Critique : Silver
par Martin Kudláč
- Natalia Koniarz propose un parcours immersif et sans fioritures de la vie dans la communauté minière de Cerro Rico, en Bolivie, où travail, pauvreté et religion sont intimement liés

Le documentaire Silver, de la cinéaste polonaise Natalia Koniarz, vient de remporter plusieurs prix, dont le premier, dans le cadre de la compétition principale Opus Bonum du Festival international du documentaire de Jihlava (lire l'article). Ce film tourné au cœur du Cerro Rico, la montagne argentifère qui surplombe Potosí, dans les Andes boliviennes, s'intéresse à une communauté autochtone dont l’existence dépend de l’écosystème fragile de la mine, des gens pour qui travail, pauvreté et religion s'enchevêtrent à intervalles réguliers.
Koniarz mêle observation et contemplation pour dresser un tableau de la vie sur cette montagne : les hommes qui cherchent des filons d’argent dans des tunnels impossiblement étroits, les enfants à qui on enseigne la vigilance et l’autodéfense à l’école, les familles qui pleurent des êtres chers qui ont péri dans les mines. À travers ces fragments, Koniarz compose un riche portrait d’une communauté conditionnée par les activités d’extraction, apparentes sur le corps immense de la montagne comme dans le quotidien de ceux qui en dépendent pour gagner leur vie.
Pour rendre compte de cette expérience collective, Koniarz suit plusieurs membres de la communauté. Au labeur exténuant des mineurs travaillant dans les entrailles de la terre fait pendant la perspective de Juvi, douze ans, qui joue avec des poules et va à l’école, mais qu'on initie déjà au métier de mineur. Sa présence ajoute une dimension générationnelle au film qui refléte la continuité du travail minier, la manière dont il se transmet de père en fils malgré les dangers qu’il comporte.
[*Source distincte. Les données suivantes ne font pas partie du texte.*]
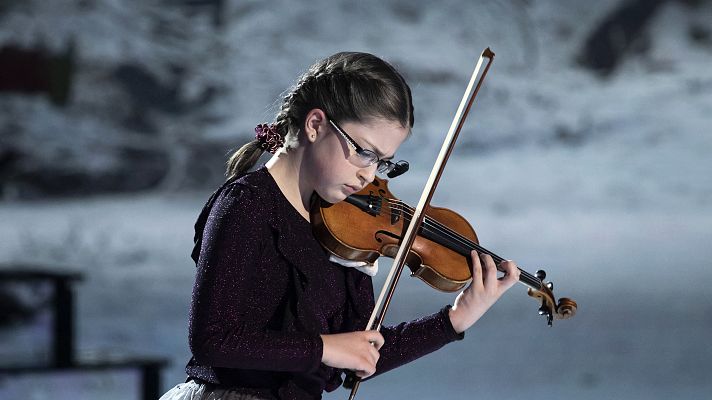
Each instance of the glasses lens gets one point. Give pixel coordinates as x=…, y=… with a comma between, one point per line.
x=366, y=158
x=385, y=166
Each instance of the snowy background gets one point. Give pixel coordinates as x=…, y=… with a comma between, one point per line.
x=602, y=178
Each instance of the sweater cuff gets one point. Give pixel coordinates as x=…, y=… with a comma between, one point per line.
x=452, y=333
x=318, y=353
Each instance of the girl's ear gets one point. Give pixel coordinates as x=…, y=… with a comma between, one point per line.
x=314, y=122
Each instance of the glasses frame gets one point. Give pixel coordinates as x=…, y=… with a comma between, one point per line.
x=369, y=156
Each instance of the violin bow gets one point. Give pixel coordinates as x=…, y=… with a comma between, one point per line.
x=389, y=287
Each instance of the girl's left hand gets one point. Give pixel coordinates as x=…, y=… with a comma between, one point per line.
x=483, y=292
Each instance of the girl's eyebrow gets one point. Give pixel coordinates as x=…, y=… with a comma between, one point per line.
x=378, y=152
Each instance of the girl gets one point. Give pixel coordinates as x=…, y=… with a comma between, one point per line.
x=271, y=316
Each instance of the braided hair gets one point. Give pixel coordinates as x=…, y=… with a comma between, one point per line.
x=349, y=87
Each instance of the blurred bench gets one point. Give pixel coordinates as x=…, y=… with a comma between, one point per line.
x=64, y=357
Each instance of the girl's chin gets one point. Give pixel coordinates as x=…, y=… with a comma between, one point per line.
x=334, y=196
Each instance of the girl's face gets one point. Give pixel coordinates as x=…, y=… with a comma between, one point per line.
x=334, y=176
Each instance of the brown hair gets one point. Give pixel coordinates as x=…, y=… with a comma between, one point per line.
x=349, y=87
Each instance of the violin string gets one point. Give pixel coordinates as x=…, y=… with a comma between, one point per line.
x=445, y=231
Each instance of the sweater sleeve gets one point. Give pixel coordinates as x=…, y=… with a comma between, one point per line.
x=230, y=311
x=409, y=341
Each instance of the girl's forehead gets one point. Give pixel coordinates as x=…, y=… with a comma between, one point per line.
x=381, y=135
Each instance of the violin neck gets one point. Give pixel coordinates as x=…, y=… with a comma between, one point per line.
x=431, y=230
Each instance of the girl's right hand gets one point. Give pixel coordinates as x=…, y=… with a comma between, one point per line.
x=357, y=351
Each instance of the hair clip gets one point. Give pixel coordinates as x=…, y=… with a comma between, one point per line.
x=268, y=137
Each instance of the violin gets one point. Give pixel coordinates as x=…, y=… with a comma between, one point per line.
x=372, y=222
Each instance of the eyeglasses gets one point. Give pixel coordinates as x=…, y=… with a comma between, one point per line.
x=365, y=158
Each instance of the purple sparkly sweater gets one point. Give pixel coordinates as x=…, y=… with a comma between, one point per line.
x=265, y=290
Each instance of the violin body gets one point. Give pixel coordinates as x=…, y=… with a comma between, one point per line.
x=350, y=233
x=372, y=222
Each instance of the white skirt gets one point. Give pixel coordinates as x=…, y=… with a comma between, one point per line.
x=193, y=390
Silver s’ouvre sur des images saisissantes de la montagne et de ses pentes tristes et fissurées avant de descendre dans les galeries de la mine. À première vue, le film rappelle d’autres documentaires traitant de l’exploitation d'une main-d’œuvre locale dans des conditions dangereuses liées aux chaînes d’approvisionnement mondialisées, mais Koniarz évite toute approche didactique ou militante. Au lieu de cela, elle s’immerge dans la communauté, elle en observe silencieusement les rythmes et les rituels, tous tournés autour de la mine.
Le film va au-delà de la constitution d'archives sociales pour réfléchir aux conséquences du fait de vivre et de mourir autour de mines. Il décrit le cycle transgénérationnel qui perpétue l’activité minière, en en saisissant à la fois la nécessité et les sacrifices qu’elle exige. La structure de Koniarz s’appuie sur une mosaïque de moments intimes et collectifs qui, mis ensemble, rendent compte d'un écosystème délicat qui ne peut exister sans ces rudes conditions.
L’héritage du colonialisme n’est pas évoqué par des commentaires, mais par la répétition de gestes et routines rejoués à l’infini. Une scène de classe, où des enfants récitent des vers patriotiques dédiés à la montagne, est suivie par une séquence où ils descendent dans les boyaux qui ont englouti leurs pères, ou les engloutiront à leur tour, tandis que les survivants prient le ciel.
La monteuse Yael Bitton donne au film un rythme mesuré, alternant entre la clarté de la vie à l’air libre et l’obscurité oppressante du sous-sol, pour aboutir à une représentation cohérente d’une communauté édifiée sur des siècles d’extraction, activité dont dépend encore le monde numérique contemporain. Le directeur de la photographie Stanisław Cuske (également primé à Jihlava pour son travail) met l’accent sur la matérialité et la texture : la poussière, la sueur et la rugosité de la roche. Sa caméra s’attarde sur la beauté austère du paysage et les intérieurs crépusculaires trouvés dans les mines, observant sans s’immiscer. L’absence de commentaire ou d’interviews renforce l'élément immersif de cette approche observationnelle, qui fait de Silver un tableau portrait brut, sans fioritures, de l’industrie mondiale et de son impact sur une communauté locale.
Silver a été produit par Telemark Sp z oo (Pologne) en coproduction avec Piraya (Norvège) et IV Films (Finlande). Les ventes internationales du film sont assurées par KFF Sales & Promotion.